Multiple chrooted dhcp servers for vlans on Linux?

Simon Hobson dhcp1 at thehobsons.co.uk
Fri Feb 26 21:54:43 UTC 2016


Chuck Anderson <cra at WPI.EDU> wrote:

> You could make it work on a single machine maybe, but you'd need to
> recompile the dhcpd with USE_SOCKETS.  Then dhcpd will only work to
> serve remote clients via a relay agent, not local clients directly
> connected to the same VLAN as the server.  This is because local
> clients must be served via a raw socket rather than a normal udp
> socket.  The reason is that responses to local, on-link clients must
> contain specific IP headers and MAC address headers that cannot be set
> via a regular udp socket, such as the all-ones broadcast address.  I
> may have the exact details wrong, but that is the gist of it.

I think it's a bit more subtle than that.
In principle, you should be able to bind different services to different VLANs. I don't really know much about it, but from comments on here it seems like the way dhcpd accesses the packets, any instance gets to see packets for all VLANs.

I do know that when sniffing packets, things don't work quite like VLAN interfaces should do in theory.
I've just checked, when using wireshark (actually tshark), if I use a VLAN interface I see traffic for just that VLAN. But if I look at the parent interface, I also see traffic for the VLANs it hosts - I don't know if it's tshark stripping the VLAN tags or what, but I see the packets from the VLAN interfaces shown untagged.

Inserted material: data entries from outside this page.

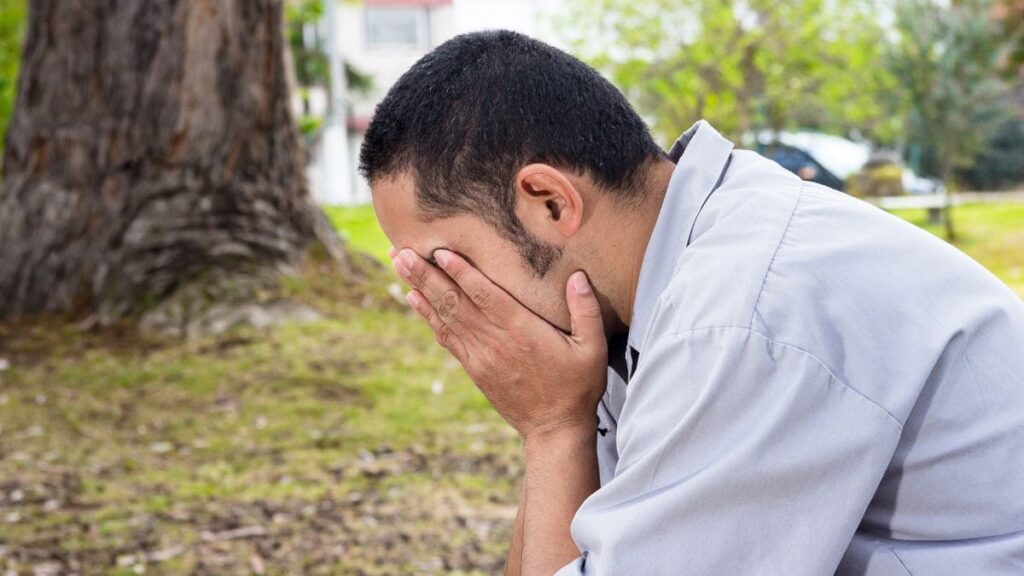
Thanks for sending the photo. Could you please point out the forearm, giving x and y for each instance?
(561, 472)
(513, 565)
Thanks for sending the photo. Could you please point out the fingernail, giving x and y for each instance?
(406, 257)
(399, 268)
(580, 283)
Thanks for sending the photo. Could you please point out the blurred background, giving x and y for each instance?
(206, 364)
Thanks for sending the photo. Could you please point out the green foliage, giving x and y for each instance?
(949, 58)
(1000, 163)
(311, 66)
(749, 66)
(12, 21)
(309, 124)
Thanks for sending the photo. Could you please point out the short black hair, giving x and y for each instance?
(465, 118)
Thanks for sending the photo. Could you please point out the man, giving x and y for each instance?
(786, 380)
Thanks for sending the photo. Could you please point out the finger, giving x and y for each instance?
(585, 312)
(497, 304)
(443, 333)
(442, 294)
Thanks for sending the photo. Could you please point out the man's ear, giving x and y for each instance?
(549, 204)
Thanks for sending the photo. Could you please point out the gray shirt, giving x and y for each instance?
(814, 386)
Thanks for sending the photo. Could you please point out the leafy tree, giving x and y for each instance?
(743, 66)
(949, 58)
(11, 33)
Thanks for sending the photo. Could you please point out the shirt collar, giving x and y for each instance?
(700, 156)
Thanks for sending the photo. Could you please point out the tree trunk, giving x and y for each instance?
(152, 144)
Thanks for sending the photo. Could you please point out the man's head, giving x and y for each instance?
(500, 148)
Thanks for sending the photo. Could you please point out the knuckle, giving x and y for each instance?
(449, 305)
(444, 336)
(482, 297)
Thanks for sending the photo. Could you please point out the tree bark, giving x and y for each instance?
(152, 144)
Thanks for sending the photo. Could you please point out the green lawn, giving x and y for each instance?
(991, 234)
(351, 445)
(358, 225)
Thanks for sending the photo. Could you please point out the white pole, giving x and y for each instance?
(335, 162)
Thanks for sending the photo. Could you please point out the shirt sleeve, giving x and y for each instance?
(736, 455)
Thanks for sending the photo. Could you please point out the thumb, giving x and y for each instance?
(585, 312)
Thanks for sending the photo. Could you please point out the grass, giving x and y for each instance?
(327, 443)
(991, 234)
(350, 445)
(358, 225)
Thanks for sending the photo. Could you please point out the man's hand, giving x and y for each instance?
(544, 382)
(540, 379)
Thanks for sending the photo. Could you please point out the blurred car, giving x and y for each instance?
(842, 164)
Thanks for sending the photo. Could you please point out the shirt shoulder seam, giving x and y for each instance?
(807, 353)
(771, 262)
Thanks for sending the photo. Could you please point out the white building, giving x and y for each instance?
(383, 38)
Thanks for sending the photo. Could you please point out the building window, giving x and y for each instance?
(397, 26)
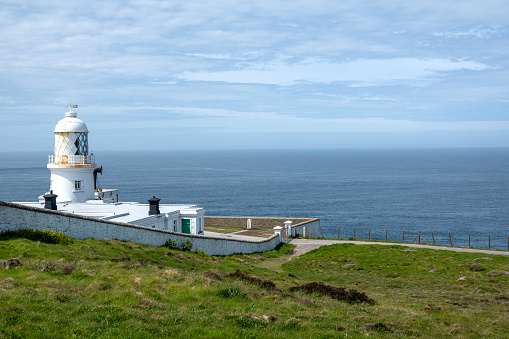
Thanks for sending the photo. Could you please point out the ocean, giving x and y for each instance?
(461, 191)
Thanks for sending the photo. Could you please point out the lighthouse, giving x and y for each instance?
(71, 165)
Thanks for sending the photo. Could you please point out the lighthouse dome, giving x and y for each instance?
(71, 124)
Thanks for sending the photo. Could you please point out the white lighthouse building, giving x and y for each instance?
(73, 188)
(71, 166)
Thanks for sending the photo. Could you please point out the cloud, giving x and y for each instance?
(476, 32)
(370, 71)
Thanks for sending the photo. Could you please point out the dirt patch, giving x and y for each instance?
(253, 280)
(338, 293)
(432, 308)
(379, 327)
(11, 263)
(212, 276)
(120, 259)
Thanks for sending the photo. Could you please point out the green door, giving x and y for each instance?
(186, 226)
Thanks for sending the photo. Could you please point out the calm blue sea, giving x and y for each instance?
(460, 191)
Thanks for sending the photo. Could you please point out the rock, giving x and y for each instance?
(11, 263)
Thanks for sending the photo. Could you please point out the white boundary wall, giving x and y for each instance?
(15, 216)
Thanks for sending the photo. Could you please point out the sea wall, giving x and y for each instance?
(15, 216)
(312, 225)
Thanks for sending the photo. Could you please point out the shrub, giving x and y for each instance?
(187, 246)
(171, 244)
(47, 236)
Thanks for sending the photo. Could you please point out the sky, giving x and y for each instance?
(182, 75)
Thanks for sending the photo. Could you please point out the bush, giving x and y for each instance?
(171, 244)
(187, 246)
(47, 236)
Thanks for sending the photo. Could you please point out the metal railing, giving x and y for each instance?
(70, 159)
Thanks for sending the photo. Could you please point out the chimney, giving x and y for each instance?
(154, 206)
(50, 201)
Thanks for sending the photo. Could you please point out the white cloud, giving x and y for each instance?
(374, 71)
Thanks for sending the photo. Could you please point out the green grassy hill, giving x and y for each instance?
(109, 289)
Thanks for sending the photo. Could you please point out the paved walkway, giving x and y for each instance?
(306, 245)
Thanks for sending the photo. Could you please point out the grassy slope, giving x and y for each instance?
(156, 295)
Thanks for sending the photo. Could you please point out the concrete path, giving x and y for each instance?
(306, 245)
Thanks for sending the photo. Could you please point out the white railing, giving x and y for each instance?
(71, 159)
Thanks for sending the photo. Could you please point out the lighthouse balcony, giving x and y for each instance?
(70, 159)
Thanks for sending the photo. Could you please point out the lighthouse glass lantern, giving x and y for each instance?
(71, 166)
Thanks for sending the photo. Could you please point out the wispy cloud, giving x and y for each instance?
(374, 71)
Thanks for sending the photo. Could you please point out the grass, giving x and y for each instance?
(110, 288)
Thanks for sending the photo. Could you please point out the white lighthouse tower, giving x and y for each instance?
(72, 168)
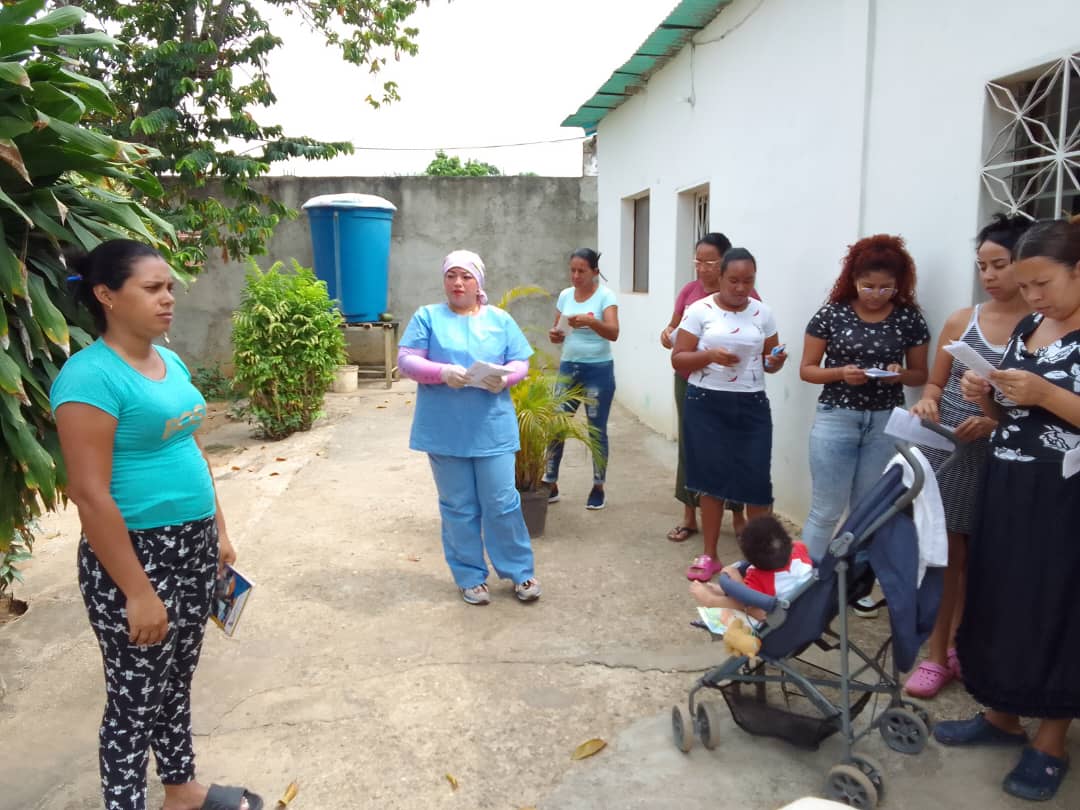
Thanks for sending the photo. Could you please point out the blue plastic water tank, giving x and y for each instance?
(350, 237)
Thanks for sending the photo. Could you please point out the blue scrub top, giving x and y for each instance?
(467, 422)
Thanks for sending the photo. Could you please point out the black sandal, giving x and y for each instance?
(231, 798)
(682, 534)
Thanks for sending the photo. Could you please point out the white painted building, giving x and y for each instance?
(796, 126)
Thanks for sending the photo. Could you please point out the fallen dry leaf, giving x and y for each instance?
(288, 795)
(589, 747)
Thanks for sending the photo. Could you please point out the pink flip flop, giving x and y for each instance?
(928, 679)
(703, 568)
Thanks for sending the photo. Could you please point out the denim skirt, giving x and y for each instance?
(728, 442)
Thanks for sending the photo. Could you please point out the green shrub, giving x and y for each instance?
(287, 341)
(212, 383)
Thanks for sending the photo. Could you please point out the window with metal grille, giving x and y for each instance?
(700, 216)
(642, 244)
(1031, 165)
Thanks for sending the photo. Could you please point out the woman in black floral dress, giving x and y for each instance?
(1020, 639)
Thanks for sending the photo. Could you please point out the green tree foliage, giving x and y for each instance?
(446, 166)
(287, 342)
(188, 78)
(62, 185)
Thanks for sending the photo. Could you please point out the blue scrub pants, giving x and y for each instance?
(482, 510)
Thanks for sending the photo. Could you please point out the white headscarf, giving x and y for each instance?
(472, 262)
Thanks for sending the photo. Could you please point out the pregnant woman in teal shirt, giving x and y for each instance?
(152, 531)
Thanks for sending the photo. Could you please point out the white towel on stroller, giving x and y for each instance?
(929, 514)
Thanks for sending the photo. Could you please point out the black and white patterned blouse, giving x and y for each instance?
(1033, 433)
(850, 340)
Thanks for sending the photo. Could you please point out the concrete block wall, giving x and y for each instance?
(523, 227)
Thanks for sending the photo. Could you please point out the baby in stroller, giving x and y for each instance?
(774, 565)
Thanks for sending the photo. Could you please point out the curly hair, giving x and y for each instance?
(880, 252)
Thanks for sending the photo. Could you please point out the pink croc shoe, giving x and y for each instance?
(703, 568)
(928, 679)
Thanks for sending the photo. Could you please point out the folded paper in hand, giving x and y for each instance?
(1070, 464)
(906, 426)
(970, 358)
(879, 373)
(231, 590)
(480, 372)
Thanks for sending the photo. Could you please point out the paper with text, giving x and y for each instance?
(906, 426)
(480, 372)
(970, 358)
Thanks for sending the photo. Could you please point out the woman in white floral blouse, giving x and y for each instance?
(1020, 639)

On 26 Feb 2016, at 20:39, Muhammad Faisal <faisalusuf at yahoo.com> wrote:

> In case of different subnets on single interface the relay agents is a mandatory requirement. You can then segregate subnets per agent IP in the dhcp scope.
> 
> Relay agent IP is option routers in dhcpd

No it isn't, it's a different field in the packet - "Gateway Interface Address".
"option routers" is the list of routers to be given to the client - it is in no way linked to the relay agent.
The only reason they are usually the same is simply that a convenient place to put a relay agent is .. in the router serving the network. It does not have to be, and a relay agent can be put in any device with an interface on the physical network (technically "broadcast domain").